Figure 5:. Neuronal p38 MAPK activation is required for gp120-induced increases in tonic inhibition.

(A) The p38 antagonist SB203,580 (10 µM) inhibits gp120-induced increases in bicuculline-sensitive current normalized to whole-cell capacitance (two-way ANOVA; F _(1,21)=9.14, p=0.006). (B) SB202,474 (10 µM), an inactive analog of SB203580, does not affect the gp120-induced increase in bicuculline-sensitive current (two-way ANOVA; F_(1,17)=1.09, p=0.3). (C) RapRp38 expression prevents the gp120-induced increase in tonic inhibition (two-way ANOVA; F_(1,27)=5.02, p=0.03). (D) Treatment with rapamycin (200 nM) increases tonic inhibition in RapRp38 expressing cells significantly more than cells expressing tdTomato alone (two-way ANOVA; F_(1,22)=6.08, p=0.02). (E) Cycloheximide (CHX) (10 µM) does not affect the gp120-induced increase in tonic inhibition (two-way ANOVA, F_(1,24)=0.003, p=0.9). Data are expressed as individual data points with mean ± SEM. Two-way ANOVAs were followed by Tukey’s post hoc test, *p<0.05, ^**p<0.01, ^***p<.001 compared to untreated control. ^# p<0.05, ##p<0.01, compared to gp120 (A,C) or rapamycin (D) alone (untreated or TdTomato).

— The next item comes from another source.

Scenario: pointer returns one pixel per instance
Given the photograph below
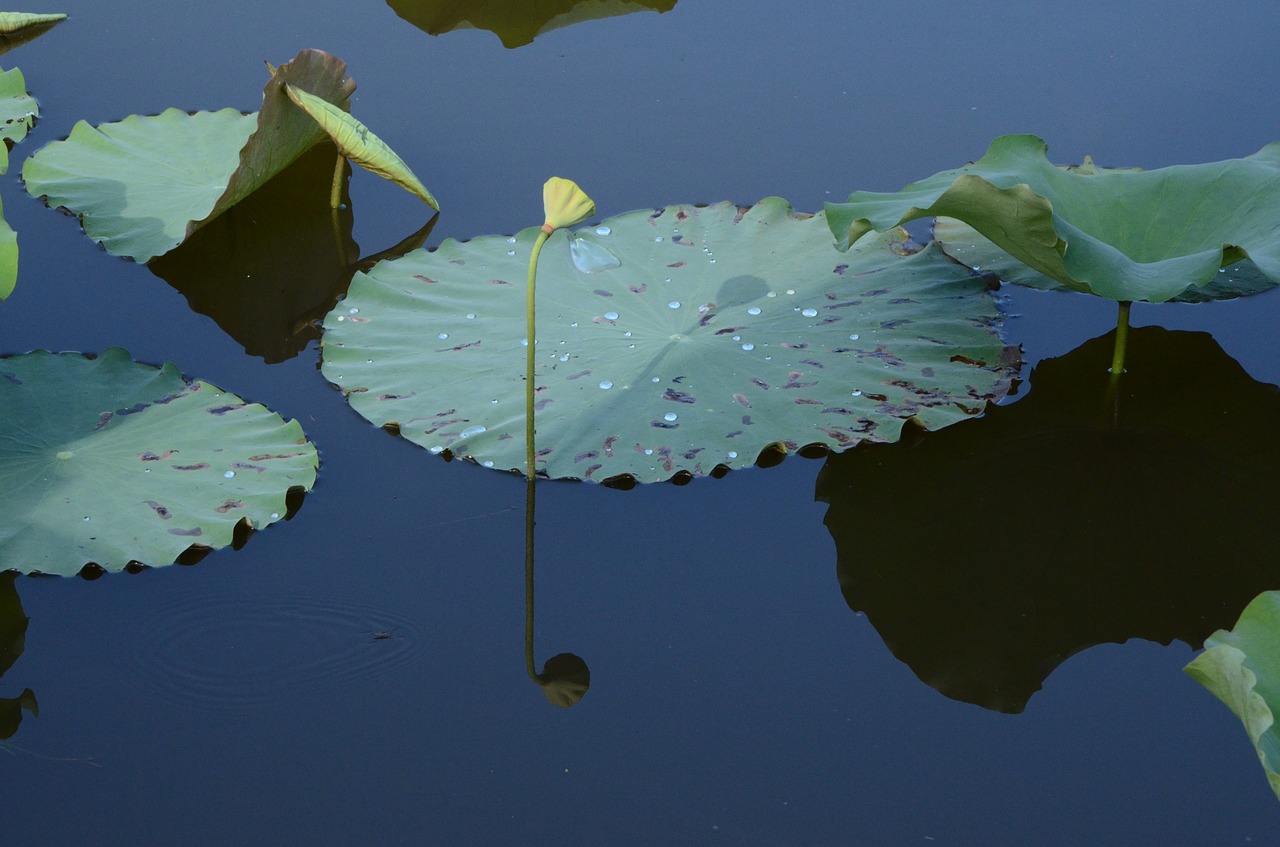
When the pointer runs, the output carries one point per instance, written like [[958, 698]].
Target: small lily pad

Figure 6:. Hypothetical signaling pathway: HIV gp120 activates microglial and neuronal signaling pathways to upregulate α5-containing GABA_ARs.

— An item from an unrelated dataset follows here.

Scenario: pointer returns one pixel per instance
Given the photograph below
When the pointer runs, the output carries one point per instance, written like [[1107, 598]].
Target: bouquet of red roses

Inhibition of CXCR4 with AMD3100 prevents gp120-induced changes in GABA_AR signaling. Because gp120_IIIB binds to CXCR4 (Islam et al., 2013; Moore et al., 1997) we propose that the signaling cascade starts with this receptor. While multiple cell types including neurons, astrocytes, and microglia express CXCR4, LME treatment to remove microglia prevented gp120-induced changes in GABA_AR signaling in neurons. Thus, gp120 does not act directly on neurons to evoke the inhibitory current and microglia are necessary and upstream from the neuronal response. Additionally, because IL-1ra blocked the gp120-induced increase in tonic inhibition and microglia release IL-1β in response to gp120 (Lisi et al., 2011), we placed microglia upstream from the neuron. Finally, p38 signaling in neurons is necessary for the gp120-induced increases in tonic inhibition as shown by RapRp38 expression in neurons. P38 activation is a canonical downstream effector of the IL-1R (Weber et al., 2010), consistent with IL1Rs on neurons mediating the response. P38 activation in other cell types may contribute to upstream steps in the pathways such as IL-1β release from microglia (Schieven, 2005), although these roles were not tested in this study. Activation of p38 increased α5-containing GABA_ARs on the neuronal cell surface without the need for protein synthesis; the final steps through which p38 regulates GABA_AR trafficking are not known. Selective inhibitors are shown in red.